その瞬間、アレルは縄を引っ張る右腕を一気に弛緩させ、その反動で即座にアレルの動きに反応出来なかったベイトは縄を撓ませてしまう。その撓みを利用して、アレルは縄から右腕を抜くと向かってくるガロンを相手にはせずに、突進の進行方向から避ける様に横に飛び退いて一旦そのまま間合いを取る。
「······」
肩で息をしながらも、アレルは風詠のお陰なのか思いの外動けているなと感じる。それでも、未だにどこか攻めきれない所があり、乱れた息を整えつつもアレルはそのもどかしさに腹を立てる。ただ、それはガロン達も同じみたいで、二人してアレルの事を憎々しげな目で睨んでいる。
その間にも、左肩からはズキズキとした痛みが僅かな熱をアレルへ伝えてくる。

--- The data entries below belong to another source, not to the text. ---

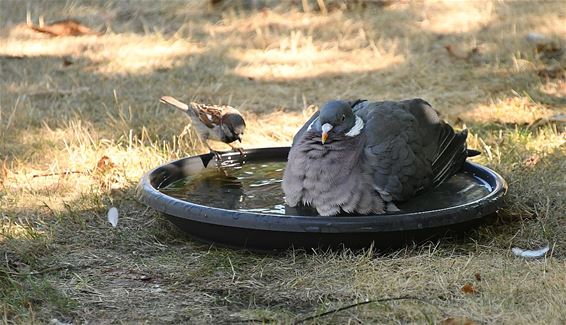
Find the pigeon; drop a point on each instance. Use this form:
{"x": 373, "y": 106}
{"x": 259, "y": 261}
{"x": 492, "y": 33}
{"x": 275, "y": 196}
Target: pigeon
{"x": 213, "y": 122}
{"x": 360, "y": 157}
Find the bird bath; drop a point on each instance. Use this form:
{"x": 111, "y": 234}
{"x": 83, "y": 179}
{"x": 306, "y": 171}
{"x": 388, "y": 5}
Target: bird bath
{"x": 242, "y": 205}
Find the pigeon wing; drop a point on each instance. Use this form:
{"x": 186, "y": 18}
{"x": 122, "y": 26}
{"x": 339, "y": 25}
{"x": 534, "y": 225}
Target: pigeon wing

感じる痛みから、アレルは徐々に悪くなっている可能性を感じ取り、あまり時間を掛ける事も出来ないなと考える。
それでも、時間を掛けたくないのはガロン達も同様みたいで、アレルから視線を外して周囲を見回している。そんな姿を見れば、警備兵か何かを警戒している様にも思えるが、風詠からは逃走の意思が感じ取れる。だが、逃げようにもベイトが足を負傷している為に、どうしようか迷っているみたいであった。
「急に、キョロキョロしてどうした? 何か、珍しいものでも見掛けたのかよ」
そのガロン達の様子に、逃がしてしまうのは不味いと感じたアレルはガロン達へ声を掛ける。
「うるせぇな、テメェには関係ねえよ!」
「ふぅん······まさかとは思うけど、逃げようとかって思ってないよな? まあ、別に逃げても構わないけど、今後は尻尾を巻いて逃げた『負け犬』って通り名を改めてくれよな」
「「テメェ、いい加減にしろやぁッ!!」」
度重なる挑発に、まさしく怒髪天を衝くといった勢いでガロン達は激昂する。
これで、逃げるなんて選択肢はガロン達から消えただろうと思うアレルだったが、猛然と間合いを詰めるガロンに隙あらばと流星錘を振り回すベイトを前に身の危険を感じてしまう。なので、ここは自分が先に切り札を切るべき時なんだろうと、アレルは警告をしてくれたマスラオに謝りながらも覚悟を決める。
「──告げる、恩寵受けし身で望むのは『双剣の煌めき』」
それを口にした瞬間、アレルの内から埒外の存在の能力が湧き上がってくる。